Observing Chiral Superfluid Order by Matter-Wave Interference

The breaking of time-reversal symmetry via the spontaneous formation of chiral order is ubiquitous in nature. Here, we present an unambiguous demonstration of this phenomenon for atoms Bose-Einstein condensed in the second Bloch band of an optical lattice. As a key tool, we use a matter-wave interference technique, which lets us directly observe the phase properties of the superfluid order parameter and allows us to reconstruct the spatial geometry of certain low-energy excitations, associated with the formation of domains of different chirality. Our work marks a new era of optical lattices where orbital degrees of freedom play an essential role for the formation of exotic quantum matter, similarly as in electronic systems.

Figure 1

(a) Bipartite lattice geometry. The unit cell with two potential minima denoted by $A$ and $B$ is highlighted. $\lambda =1064\mathrm{nm}$. (b) The second band is plotted across the second Brillouin zone. Two degenerate band minima in the points $X_{\pm }$ arise. (c),(d) The spatial wave functions associated with the Bloch states $|{\psi }_{\pm }⟩$ associated with $X_{\pm }$ are composed of local $s$ and $p$ orbitals with the local phases $\pm 1$ (indicated by red and green) arranged in order to maximize tunneling.

Figure 2

(a) The tubular minima of the lattice potential are split into upper (red) and lower (blue) sections with a cylindrically focused laser beam (light blue).
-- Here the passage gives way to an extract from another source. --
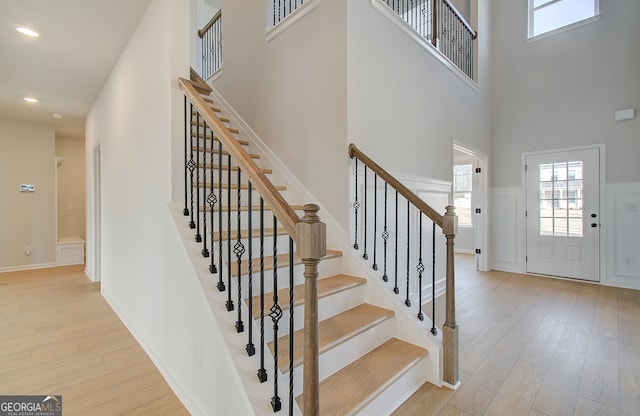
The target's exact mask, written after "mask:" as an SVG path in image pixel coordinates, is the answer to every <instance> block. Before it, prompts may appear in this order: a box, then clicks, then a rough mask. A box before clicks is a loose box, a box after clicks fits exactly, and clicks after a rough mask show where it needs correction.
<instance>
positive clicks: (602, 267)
mask: <svg viewBox="0 0 640 416" xmlns="http://www.w3.org/2000/svg"><path fill="white" fill-rule="evenodd" d="M587 149H598V150H599V162H600V166H599V167H600V172H599V177H600V184H599V185H600V197H599V200H598V203H599V204H600V207H599V211H600V236H599V241H598V245H599V257H600V259H599V260H600V261H599V263H600V270H599V276H598V281H597V283H602V281H603V280H604V279H605V278H606V276H607V255H606V254H607V251H606V248H607V247H606V242H607V241H606V235H607V224H606V220H607V218H608V217H607V195H606V194H607V192H606V173H607V167H606V160H607V155H606V145H605V144H604V143H600V144H590V145H584V146H573V147H561V148H558V149H547V150H536V151H533V152H522V154H521V156H520V157H521V164H520V181H521V182H520V183H521V189H520V197H521V200H522V205H523V210H522V216H523V217H522V223H523V227H524V232H523V233H522V236H521V238H522V239H523V240H522V241H521V244H522V247H523V249H524V255H525V256H526V253H527V232H526V229H527V227H526V223H527V219H526V217H524V212H525V210H526V206H527V186H526V185H527V178H526V172H525V170H524V167H525V165H526V161H527V156H535V155H544V154H548V153H558V152H573V151H577V150H587ZM524 269H525V273H526V269H527V264H526V261H525V263H524Z"/></svg>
Condensates are simultaneously prepared in the $X_{\pm }$ points of the second band in the two regions of the lattice spatially separated by the light sheet. (b) Band mapping image, showing equally populated condensates at the minima of the second band $X_{\pm }$. (c) Sketch of atomic spatial distribution after a ballistic expansion of 25 ms. The gray area corresponds to the second Brillouin zone. Each of the four Bragg maxima 1–4, corresponding to the $X_{\pm }$ points in Fig. 1, carries an interference grating aligned with the $z$ axis. (d) Absorption image along the line of sight indicated by the vector $\mathbf{r}$ in (c), which lies in the $xy$ plane and encloses an angle of $\alpha =13°$ with the $y$ axis.

Figure 3

(a) The left (I) and right (II) panels show examples of the two classes of observed interference patterns. The upper row shows the original data, which are repeated in the lower row after band-pass filtering and normalization. A data set comprises four density gratings $n_i(\tilde{z})$ with $i\in \{1,2,3,4\}$ corresponding to the four Bragg maxima in Figs. 2 and 2 [see the text for a definition of $n_i(\tilde{z})$]. The black dashed boxes highlight the spatial correlations among the four density gratings. (b) Stacked histogram for the density-density cross correlation ${\rho }_{i,j}$ with both indices odd or even. (c) Stacked histogram for the density-density cross correlation ${\rho }_{i,j}$ with mixed indices. (d) Wave function associated with the state $|\pi /2,+⟩$. The colors parametrize the local phase factor ranging from $+1$ (red) via $+i$ (green) and $-1$ (cyan) to $-i$ (purple). (e) A section of the calculated interference patterns is shown, which exhibits the same spatial correlations as found in (a).

Figure 4

(a) Interference pattern of a slightly excited sample: the inner density gratings (2 and 4) show vertical nodal lines indicated by the arrows at the lower edge. (b) Schematic of the experimental scenario, which explains the observations. The atomic sample in the upper lattice region is divided into two equally sized domains of different chirality indicated by the orange and green areas. The sample in the lower lattice region (green area) carries no excitations. (c) Calculation of the interference based on the scenario illustrated in (b). The nodal lines corresponding to the observations are indicated by black arrows.